Quem estuda e pesquisa sobre a história de Macau tende a se deparar, mais cedo ou mais tarde, com a questão da soberania sobre a cidade. Em uma península onde conviviam chineses e portugueses com suas respectivas instituições de poder, definir quais das esferas sustentava a hegemonia sobre o território ainda é uma tarefa controversa e polêmica. O presente artigo visa analisar o tema através de perspectivas historiográficas recentes e a partir de uma breve análise documental, onde serão expostos dois casos de assassinatos cometidos, em Macau, contra a população autóctone por certas categorias de sujeitos aí residentes, cujos desdobramentos forçaram autoridades sínicas e lusitanas a agirem em prol do reconhecimento e punição dos culpados, e onde conflitos de jurisdição frequentemente ocorriam por conta do impasse envolvendo a soberania do território. Afinal de contas, quem definiria o destino dos réus, o mandarinato da Dinastia Qing ou os oficiais do Leal Senado da cidade?

 

A península entre dois Impérios: o debate historiográfico sobre Macau

A princípio, pode parecer espantoso que um território de aproximadamente 3,5 km² gere tanto debate sobre a sua soberania. Todavia, inúmeros são os textos que, de um modo ou de outro, tratam sobre o exercício do poder em Macau, principalmente entre os historiadores portugueses. Em sua tese de doutorado, Anabela Monteiro sugeriu que a comunidade lusitana instalada em Macau detinha certa “paciência do fraco” perante as autoridades mandarínicas [Monteiro, 2011, p. 437]. Em outras palavras, sempre que ocorria desentendimentos ou desencontros entre as ditas esferas de poder, as autoridades portuguesas apresentavam uma “preocupação constante de não desagradar ao mandarinato e, ao mesmo tempo, garantir o apoio e simpatia por parte do mesmo para Macau” [2011, p. 438]. De acordo com esta historiadora, a principal razão para a subordinação lusitana ao governo chinês era a completa dependência do empório dos itens de primeira necessidade vindos do continente, visto que nada se produzia na Península. De fato, se os portugueses aí erradicados desagradassem a burocracia sínica, bastava a esta cortar o fornecimento de víveres para colapsar o empreendimento luso. Para Monteiro, portanto, “a autoridade portuguesa só era exequível no território se o poder político chinês assim o entendesse” [2011, p. 376].
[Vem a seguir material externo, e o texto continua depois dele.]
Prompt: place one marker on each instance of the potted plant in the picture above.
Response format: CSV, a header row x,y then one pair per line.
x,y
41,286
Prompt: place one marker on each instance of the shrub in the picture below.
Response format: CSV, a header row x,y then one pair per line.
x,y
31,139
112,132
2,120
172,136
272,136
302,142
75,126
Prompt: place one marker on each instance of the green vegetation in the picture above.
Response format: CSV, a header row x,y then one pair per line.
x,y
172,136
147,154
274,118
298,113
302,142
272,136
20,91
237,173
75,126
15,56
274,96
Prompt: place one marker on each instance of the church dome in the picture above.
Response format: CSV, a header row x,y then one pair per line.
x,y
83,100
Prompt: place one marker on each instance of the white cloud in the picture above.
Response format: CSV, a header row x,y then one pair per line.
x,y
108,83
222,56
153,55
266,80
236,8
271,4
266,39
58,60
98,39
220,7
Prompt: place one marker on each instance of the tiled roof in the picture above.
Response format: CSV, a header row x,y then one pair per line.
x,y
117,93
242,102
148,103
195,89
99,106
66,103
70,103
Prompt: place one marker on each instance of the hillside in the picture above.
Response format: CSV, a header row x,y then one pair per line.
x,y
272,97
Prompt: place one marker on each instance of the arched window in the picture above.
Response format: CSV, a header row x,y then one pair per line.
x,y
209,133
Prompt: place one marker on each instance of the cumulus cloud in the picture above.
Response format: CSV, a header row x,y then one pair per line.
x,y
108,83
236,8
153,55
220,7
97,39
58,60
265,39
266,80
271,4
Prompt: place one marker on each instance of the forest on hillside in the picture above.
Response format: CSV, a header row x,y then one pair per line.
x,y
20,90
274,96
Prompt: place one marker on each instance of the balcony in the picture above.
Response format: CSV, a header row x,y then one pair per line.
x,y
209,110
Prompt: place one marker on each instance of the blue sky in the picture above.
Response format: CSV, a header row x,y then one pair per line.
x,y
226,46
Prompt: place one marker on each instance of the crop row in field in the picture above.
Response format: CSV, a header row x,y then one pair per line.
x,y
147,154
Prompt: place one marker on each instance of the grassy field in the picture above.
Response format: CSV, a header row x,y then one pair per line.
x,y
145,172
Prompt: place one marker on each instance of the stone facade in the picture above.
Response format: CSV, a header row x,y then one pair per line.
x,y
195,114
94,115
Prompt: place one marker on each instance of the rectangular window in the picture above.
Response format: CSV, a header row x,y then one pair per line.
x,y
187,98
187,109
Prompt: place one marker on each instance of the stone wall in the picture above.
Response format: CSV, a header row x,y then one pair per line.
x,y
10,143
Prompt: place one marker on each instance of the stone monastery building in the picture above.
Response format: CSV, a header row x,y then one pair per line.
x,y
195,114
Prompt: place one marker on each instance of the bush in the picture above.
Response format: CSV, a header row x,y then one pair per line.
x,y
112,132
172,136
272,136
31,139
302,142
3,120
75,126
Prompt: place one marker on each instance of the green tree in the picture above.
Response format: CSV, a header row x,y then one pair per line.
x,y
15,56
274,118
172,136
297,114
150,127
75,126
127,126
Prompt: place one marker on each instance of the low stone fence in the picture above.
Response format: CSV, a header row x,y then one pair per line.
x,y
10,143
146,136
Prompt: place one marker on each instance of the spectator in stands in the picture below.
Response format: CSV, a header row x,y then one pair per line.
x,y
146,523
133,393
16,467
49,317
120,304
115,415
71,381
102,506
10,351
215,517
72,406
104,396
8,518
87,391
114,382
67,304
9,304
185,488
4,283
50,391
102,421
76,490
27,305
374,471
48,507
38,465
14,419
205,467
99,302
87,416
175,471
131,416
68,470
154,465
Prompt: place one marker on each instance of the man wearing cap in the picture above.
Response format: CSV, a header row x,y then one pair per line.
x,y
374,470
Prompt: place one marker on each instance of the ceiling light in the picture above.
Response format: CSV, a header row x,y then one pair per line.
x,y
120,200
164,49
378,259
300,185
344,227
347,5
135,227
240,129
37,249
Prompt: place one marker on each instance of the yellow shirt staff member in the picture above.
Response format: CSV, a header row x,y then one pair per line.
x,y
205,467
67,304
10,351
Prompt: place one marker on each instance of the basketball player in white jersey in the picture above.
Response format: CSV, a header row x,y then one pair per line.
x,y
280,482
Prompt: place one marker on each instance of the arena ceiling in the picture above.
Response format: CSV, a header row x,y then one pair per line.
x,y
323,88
A subserviência lusitana diante do mandarinato chinês também parece evidente a José Vicente Serrão. Na visão deste historiador, embora houvessem duas lógicas político-administrativas no território, Macau só se tornaria hegemonicamente portuguesa a partir de 1844-45, quando as políticas governativas de Ferreira do Amaral resultaram na suspensão do pagamento do foro do chão, na elevação da cidade a porto-franco, na expulsão dos mandarins aí residentes e no início da cobrança de impostos sobre a comunidade sínica, coisa que até então não ocorria [Serrão, 2016, p. 10]. Antes de meados do século XIX, a burocracia Qing tinha por inquestionável a sua soberania em Macau. Para Serrão, “o melhor testemunho dessa sujeição formal do território de Macau ao domínio do Imperador era justamente o chamado foro do chão, prestação anual paga desde 1573 pelos portugueses pela ocupação do território” [2016, p. 4]. Nota-se, ainda, que no início dos oitocentos o que se entendia por Macau era apenas a região ocupada pela fortaleza portuguesa e seu interior, uma vez que tais estrangeiros não possuíam nem reivindicavam o mando das terras extramuros ocupadas pelos chineses [2016, p. 4].

Já para Antônio Vilhena de Carvalho, o exercício do poder em Macau era composto por uma espécie de “dupla ilusão”, onde as autoridades mandarínicas acreditavam ter a soberania de Macau desde Cantão ou Beijing, enquanto que Lisboa, capital do Império Português, julgava que seus vassalos erradicados no dito porto gozassem de algum domínio legal sobre o mesmo, sendo a síntese deste processo apenas um “jogo de aparências” e dissimulação de ambos os lados [Carvalho, 2016, p. 58]. Analisando duas ocasiões de assassinatos contra chineses por indivíduos portugueses no empório na década de 1740, o historiador observa as consequências que tais crimes tiveram para as duas administrações nas tentativas de captura e punição dos culpados.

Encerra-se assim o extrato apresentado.